There are quite a few negatives at this point, though: it’s written entirely in Java, so it’s slow and a gigantic memory hog. It’s not 100 percent compatible with Linux yet (blame dicey Java porting on Linux). And, well, it just isn’t done yet. They admit all of this right up front – you’re looking at a work in progress, so don’t expect perfection. Regardless of all this, they’re on the right track. Hopefully the developer community at large can help to expand and improve this thing, making it sleeker and faster while building on its already robust feature set.
And maybe having some competent open source competition will force F-C to rethink their pricing on their product to get it in the hands of more people. Of course, if Haystack does get sleeker and faster, I’ll probably just abandon my desire for Plan Plus altogether. It’s a win-win no matter what.
If you check out the link for Plan Plus (one more time), you’ll see that they offer two ways to obtain the product – either via CD with all the manuals and packaging, or through a 52 MB download. This is very convenient. In the end, however, there is absolutely no benefit to downloading the product as they charge the same price for both.
I find more and more software companies doing this, and it pisses me off. A lot of the cost built into software is the packaging, marketing and burning of the software as well as the printing of the manuals, though we’re seeing more manuals shipped on the CD as a PDF. It also costs money to ship and distribute the products to various stores and outlets as well as warehouse the physical media not already shipped.
Online distribution should be *much* cheaper. The companies still need to pay for the marketing costs, but the costs of shipping, warehousing, printing, burning on media and wheeling and dealing with software retailers should be taken out of the equation. Granted, they’re replaced with the costs of hosting the software on publicly accessible servers and the bandwidth associated with the download, but those costs should be minimal in comparison.
The bottom line is that I shouldn’t have to pay the same price to download the software that I would for actually receiving the software in the mail. Considering that I actually get less for money (no printed manual, no fancy box to make me feel good about my purchase, no physical media to store my software), there’s practically no benefit from downloading the software other than receiving it immediately rather than having to wait for it to be shipped. But that’s only a benefit if I don’t have a Franklin-Covey store near me. Living in the Bay Area, I’m never more than 15 minutes away from an F-C store front, and they sometimes have sales that aren’t advertised online. If I really need the immediate satisfaction of having the software now, it’s more beneficial to me to just take a trip down to the local store and pick up a copy, complete with all the trimmings, even though downloading it through my cable modem would only take a few minutes.

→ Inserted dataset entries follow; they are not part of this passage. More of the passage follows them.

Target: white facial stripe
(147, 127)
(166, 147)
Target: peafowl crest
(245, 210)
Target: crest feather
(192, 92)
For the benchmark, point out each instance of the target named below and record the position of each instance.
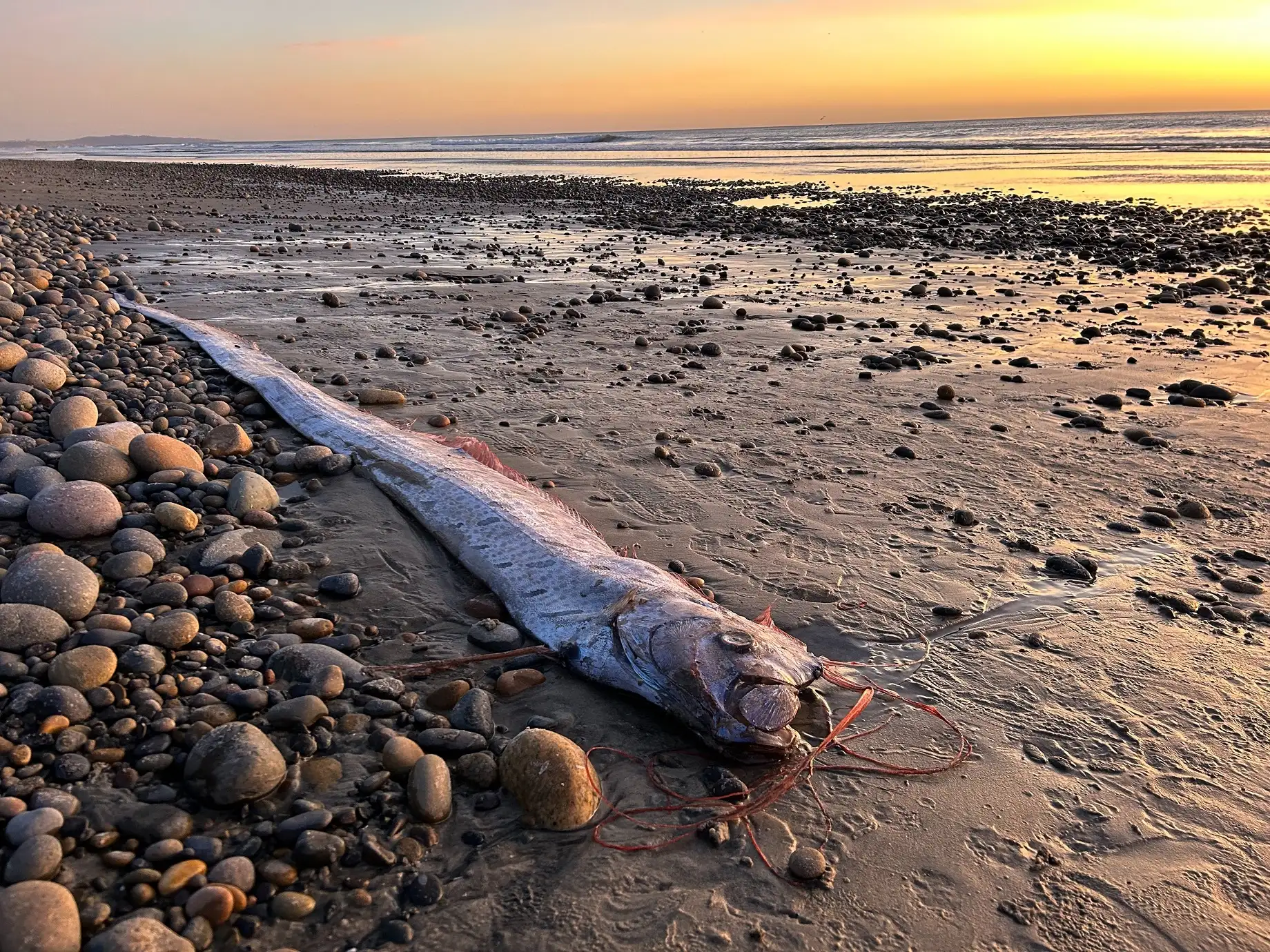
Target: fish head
(736, 682)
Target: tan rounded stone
(98, 462)
(153, 452)
(116, 435)
(400, 754)
(214, 903)
(447, 695)
(77, 509)
(10, 355)
(39, 373)
(550, 778)
(173, 630)
(293, 906)
(177, 875)
(379, 397)
(228, 439)
(512, 683)
(231, 607)
(175, 517)
(310, 628)
(429, 789)
(39, 917)
(88, 666)
(71, 414)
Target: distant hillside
(88, 141)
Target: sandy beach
(928, 426)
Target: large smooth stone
(228, 546)
(139, 935)
(83, 668)
(39, 917)
(39, 373)
(251, 490)
(71, 414)
(550, 778)
(56, 582)
(235, 763)
(302, 663)
(116, 435)
(77, 509)
(153, 452)
(98, 462)
(228, 439)
(23, 626)
(429, 789)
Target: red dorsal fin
(480, 451)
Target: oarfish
(618, 621)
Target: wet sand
(1117, 795)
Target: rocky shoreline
(1033, 433)
(175, 688)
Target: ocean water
(1178, 159)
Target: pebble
(1194, 509)
(248, 492)
(39, 917)
(139, 935)
(494, 635)
(1068, 568)
(226, 439)
(26, 625)
(37, 858)
(177, 875)
(478, 769)
(447, 695)
(293, 906)
(41, 373)
(153, 452)
(52, 580)
(116, 435)
(300, 711)
(97, 462)
(213, 903)
(127, 565)
(151, 823)
(302, 663)
(173, 630)
(807, 864)
(71, 414)
(341, 586)
(429, 789)
(235, 871)
(33, 823)
(139, 541)
(380, 397)
(234, 763)
(515, 682)
(175, 517)
(550, 778)
(77, 509)
(474, 713)
(400, 754)
(83, 668)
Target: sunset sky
(309, 69)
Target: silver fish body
(619, 621)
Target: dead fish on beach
(618, 621)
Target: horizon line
(178, 140)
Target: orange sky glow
(285, 69)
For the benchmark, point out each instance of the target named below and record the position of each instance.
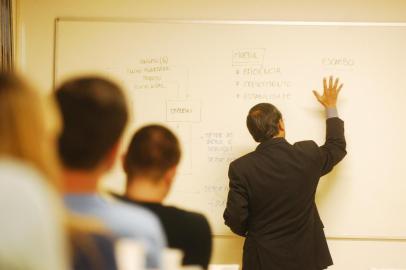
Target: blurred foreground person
(32, 228)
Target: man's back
(272, 201)
(124, 221)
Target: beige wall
(34, 55)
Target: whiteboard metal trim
(241, 22)
(233, 22)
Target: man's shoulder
(305, 144)
(243, 160)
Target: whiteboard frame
(380, 238)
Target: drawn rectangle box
(248, 57)
(183, 111)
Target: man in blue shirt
(94, 116)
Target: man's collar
(270, 142)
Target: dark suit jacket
(271, 201)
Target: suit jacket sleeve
(236, 212)
(334, 149)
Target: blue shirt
(123, 220)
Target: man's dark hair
(152, 151)
(94, 113)
(263, 120)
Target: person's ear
(111, 156)
(281, 125)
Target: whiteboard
(201, 78)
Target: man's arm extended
(334, 149)
(236, 212)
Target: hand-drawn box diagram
(183, 111)
(248, 57)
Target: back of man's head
(153, 150)
(94, 113)
(263, 121)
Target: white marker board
(201, 78)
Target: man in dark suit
(271, 201)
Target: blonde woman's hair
(29, 126)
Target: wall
(34, 56)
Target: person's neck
(81, 181)
(146, 190)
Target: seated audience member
(94, 116)
(32, 227)
(93, 247)
(150, 165)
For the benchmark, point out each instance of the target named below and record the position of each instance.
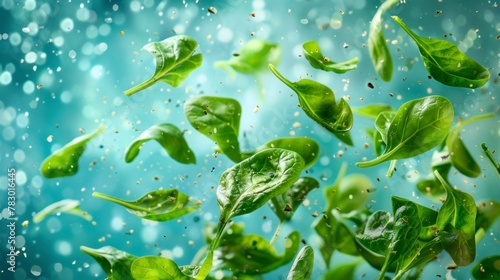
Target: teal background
(83, 68)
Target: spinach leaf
(379, 52)
(292, 198)
(372, 111)
(446, 63)
(487, 268)
(490, 157)
(317, 60)
(418, 126)
(115, 263)
(253, 57)
(248, 185)
(175, 60)
(64, 162)
(456, 224)
(302, 267)
(305, 147)
(68, 206)
(252, 254)
(156, 268)
(461, 158)
(318, 102)
(218, 118)
(170, 138)
(159, 205)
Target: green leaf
(446, 63)
(305, 147)
(64, 162)
(253, 57)
(159, 205)
(218, 118)
(487, 268)
(174, 61)
(317, 60)
(373, 110)
(302, 267)
(68, 206)
(318, 102)
(248, 185)
(252, 254)
(461, 158)
(170, 138)
(293, 198)
(418, 126)
(456, 224)
(115, 263)
(379, 52)
(156, 268)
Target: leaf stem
(489, 155)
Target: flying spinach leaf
(305, 147)
(252, 254)
(115, 263)
(317, 60)
(456, 224)
(490, 157)
(302, 267)
(379, 52)
(418, 126)
(460, 157)
(487, 268)
(156, 268)
(170, 138)
(68, 206)
(286, 204)
(253, 57)
(446, 63)
(174, 61)
(159, 205)
(373, 110)
(248, 185)
(218, 118)
(64, 162)
(318, 102)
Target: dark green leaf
(253, 57)
(159, 205)
(174, 61)
(318, 102)
(218, 118)
(64, 162)
(252, 254)
(417, 127)
(456, 223)
(115, 263)
(317, 60)
(170, 138)
(379, 52)
(156, 268)
(294, 197)
(302, 267)
(306, 147)
(446, 63)
(487, 268)
(373, 110)
(68, 206)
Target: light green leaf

There is absolutely no value-add to making the software downloadable if you don’t plan on discounting it even a little bit. Hell, just a 10 percent discount would make me seriously consider it, while 20 percent would probably get me to go for it immediately. Software houses need to offer some incentive to people downloading online. It saves the software companies money in the long run and builds a positive relationship with those savvy enough to know that not all good software has to come in pretty, tarted-up packaging.